'''
pa.py
Created by Wei-Hong Li [https://weihonglee.github.io]
This code allows you to attach pre-classifier alignment (PA) mapping to a pretrained backbone
and learn it on the support set to adapt features to a discriminative space.
'Universal Representation Learning from Multiple Domains for Few-shot Classification'
(https://arxiv.org/pdf/2103.13841.pdf)
'''
import torch
import numpy as np
import math
import torch.nn as nn
import torch.nn.init as init

from models.model_utils import sigmoid, cosine_sim
from models.losses import prototype_loss, symmetric_CE, compute_prototypes
from utils import device
import torch.nn.functional as F

from config import args

def apply_selection(features, vartheta):
    """
    Performs pre-classifier alignment of features (feature adaptation) via a linear transformation.
    """

    #features = features.unsqueeze(-1).unsqueeze(-1)
    features = F.conv2d(features, vartheta[0]).flatten(1)

    return features


class MLP(nn.Module):
    def __init__(self, in_dim:int, out_dim:int) -> None:
        super(MLP, self).__init__()

        self.in_dim = in_dim
        self.out_dim = out_dim

        self.linear1 = nn.Conv2d(in_channels=self.in_dim, out_channels=self.out_dim, kernel_size=1, stride=1, bias=False)
        self.bn = nn.BatchNorm2d(num_features=self.out_dim)
        self.linear2 = nn.Conv2d(in_channels=self.out_dim, out_channels=self.out_dim, kernel_size=1, stride=1, bias=False)
    
    def forward(self, x:torch.tensor) -> torch.tensor:
        '''
        Args:
            x: torch.tensor. With the shape [N, C, W, H].
        '''
        out = self.linear2(self.bn(self.linear1(x))).flatten(1)
        return out

    def _init_params(self) -> None:
        self.linear1.weight = nn.Parameter(torch.eye(self.out_dim, self.in_dim).unsqueeze(-1).unsqueeze(-1))
        self.linear2.weight = nn.Parameter(torch.eye(self.out_dim, self.in_dim).unsqueeze(-1).unsqueeze(-1))
        nn.init.constant_(self.bn.weight, 1.)
        nn.init.constant_(self.bn.bias, 0.)
    
    def reset_params(self) -> None:
        self._init_params()



def pa(context_features, context_labels, target_features, target_labels, 
       max_iter=40, ad_opt='linear', lr=0.1, distance='cos', prot_type='avg'):
    """
    PA method: learning a linear transformation per task to adapt the features to a discriminative space 
    on the support set during meta-testing
    """
    input_dim = context_features.size(1)
    output_dim = input_dim
    stdv = 1. / math.sqrt(input_dim)
    vartheta = []
    if ad_opt == 'linear':
        vartheta.append(torch.eye(output_dim, input_dim).unsqueeze(-1).unsqueeze(-1).to(device).requires_grad_(True))

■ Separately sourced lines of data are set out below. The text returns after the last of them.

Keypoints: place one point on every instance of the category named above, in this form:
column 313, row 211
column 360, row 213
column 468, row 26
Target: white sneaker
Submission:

    optimizer = torch.optim.Adadelta(vartheta, lr=lr)

    for i in range(max_iter):

        optimizer.zero_grad()
        selected_features = apply_selection(context_features, vartheta)
        loss, stat, _ = prototype_loss(selected_features, context_labels,
                                       selected_features, context_labels, distance=distance, prot_type=prot_type)

        loss.backward()
        optimizer.step()
    
        if i == max_iter - 1:
            with torch.no_grad():
                selected_context = apply_selection(context_features, vartheta)
                selected_target = apply_selection(target_features, vartheta)
                _, val_stat, _ = prototype_loss(
                    selected_context, context_labels,
                    selected_target, target_labels, distance=args['test.distance']
                )

    return vartheta, stat


def pa_mlp(context_features, context_labels, target_features, target_labels, max_iter=40, ad_opt='linear', lr=0.1, distance='cos'):
    
    input_dim = context_features.size(1)
    output_dim = input_dim

    # generate an MLP head
    mlp_head = MLP(input_dim, output_dim)

    optimizer = torch.optim.Adadelta(mlp_head.parameters(), lr=lr)

    mlp_head.reset_params()

    for i in range(max_iter):
        mlp_head.to(device)
        optimizer.zero_grad()
        selected_features = mlp_head(context_features)
        loss, stat, _ = prototype_loss(selected_features, context_labels,
                                       selected_features, context_labels, distance=distance, prot_type='avg')

        loss.backward()
        optimizer.step()
    
        if i == max_iter - 1:
            with torch.no_grad():
                selected_context = mlp_head(context_features)
                selected_target = mlp_head(target_features)
                _, val_stat, _ = prototype_loss(
                    selected_context, context_labels,
                    selected_target, target_labels, distance=args['test.distance']
                )
    return stat, val_stat